Boa Midia

Domingos Iglesias Valério, o Engenheiro das Águas

Bocaina, na Estrada Real, município de Rio Acima, é a única passagem na Serra Gandarela entre Ouro Preto e Santa Bárbara. Ali, escravos fugitivos atacavam as tropas portuguesas que transportavam o ouro saqueado aos mineiros para reluzir as cortes europeias.

O misticismo da Bocaina mexe com o inconsciente do povo que habita o universo das cidades, vilas, montanhas e vales de Minas. Agora, também desperta interesses ao povo mato-grossense, que pergunta no silêncio da individualidade de seus cidadãos: onde fica esse lugar de nome estranho que levou para sempre o Engenheiro das Águas?

Esse engenheiro foi a Minas matar saudades. Só não sabia que sua terra o esperava com recepção espiritual diferenciada, reservada aos seus mais ilustres filhos ausentes.

Ao lado da Bocaina o engenheiro civil e professor universitário aposentado Domingos Iglesias Valério, de 83 anos, fechou o grande livro de suas realizações profissionais em Mato Grosso, onde escreveu um dos mais importantes capítulos da moderna engenharia civil. Seu adeus insere-se ao contexto da fragilidade humana. No entanto, a frieza da morte não o apaga da memória coletiva nem rouba seus exemplos.

Em Mato Grosso o nome Iglesias tem vários sinônimos, sendo o principal “Defesa Civil”, função essa à qual se dedicou com empenho, profissionalismo, lisura e paixão.

Mato Grosso não deve chorar pelo adeus de Iglesias.
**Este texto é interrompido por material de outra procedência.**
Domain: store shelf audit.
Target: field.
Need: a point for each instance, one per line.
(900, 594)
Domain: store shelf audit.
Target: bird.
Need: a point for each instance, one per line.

A morte de um grande homem é sempre menor que sua obra e seu legado. Ao invés de lágrimas os homens públicos e as novas gerações da engenharia civil precisam de equilíbrio emocional para se inspirar em seus dignificantes exemplos.

A marca da competência profissional de Iglesias associa-se a grandes empreendimentos de interesse mato-grossense, a exemplo do Aproveitamento Múltiplo de Manso e na ponte rodoferroviária sobre o rio Paraná, na ferrovia da América Latina Logística. Sua têmpera tinha a componente honestidade, que o fazia resistir às investidas de corruptos que tentavam usar calamidade pública em benefício próprio.

As brumas das Alterosas se juntaram no entorno da Bocaina, cobriram-na com cortina abrindo passagem ao céu a um dos pilares da moderna engenharia civil mato-grossense. Por mais cidadão do Brasil que fosse, Iglesias era mineiro e Minas jamais permitiria que um de seus mais ilustres filhos partisse de outra terra para o reencontro com o Pai.

O texto acima é do artigo “De pai”, de minha autoria e publicado em 7 de março de 2010 no jornal Diário de Cuiabá, um dia após o adeus de Iglesias, que ao longo de 31 respondeu pela Defesa Civil em Mato Grosso.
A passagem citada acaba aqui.